Сегодня, во время мучительных разъездов и беготни по делу о возвращении квартирных денег, встретили в Лаврушинском Валентина Катаева. Пили газированную воду. Потом пошли пешком. И немедленно Катаев начал разговор. М.А. должен написать небольшой рассказ, представить. Вообще, вернуться «в писательское лоно» с новой вещью. «Ссора затянулась». И так далее. Все — уже давно слышанное. Все — известное. Все чрезвычайно понятное. Все скучное. Отвез меня к М.И., а сам поехал с М.А. к нам и все говорил об одном и том же. Сказал, что Ставского уже нет в Союзе, во главе ССП стоит пятерка (или шестерка?), в которую входит и Катаев. Сказал, что Куприн очень дряхл, не узнает окружающих, путается.
26 августа.
Сегодня в газетах объявление ССП о смерти Куприна. Грустно. Писатель был замечательный.
30 августа.
В Москве стоит небывалая жара — неестественная, непонятная.

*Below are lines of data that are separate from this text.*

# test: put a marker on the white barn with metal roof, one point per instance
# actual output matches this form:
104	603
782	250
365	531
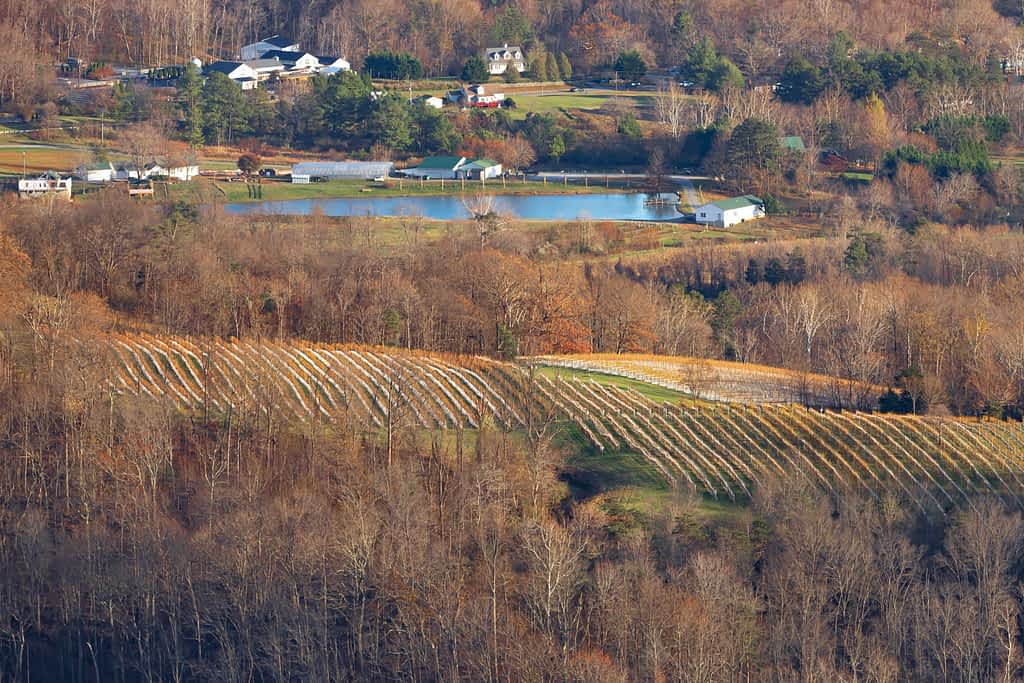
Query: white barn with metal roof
360	170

Звонил Виленкин — они с Павлом Марковым просятся придти.
4 сентября.
Ночью, первого сентября, после ужина у Вильямсов, ездили на закрытой машине на Воробьевы Горы. Впечатление такое, что сейчас задохнешься — мгла, пропитанная запахом какой-то эссенции, очевидно, с какого-то завода. Красноватые тусклые огоньки внизу в Москве. Страшно.
Второго — прислали из ВОКСа копию письма о том, что в Лондоне в театре «Феникс» готовят «Дни Турбиных», просят прислать фотографии мхатовской постановки. Об этом еще раньше звонил Смирнов. Копию эту ВОКС, конечно, прислал с большим опозданием. Всегда такие письма волнуют М.А., создают неразрешимые вопросы.
В этот же вечер у нас чтение «Дон-Кихота» — Вильямсы, Николай Эрдман, Дмитриев с Мариной (новая его жена).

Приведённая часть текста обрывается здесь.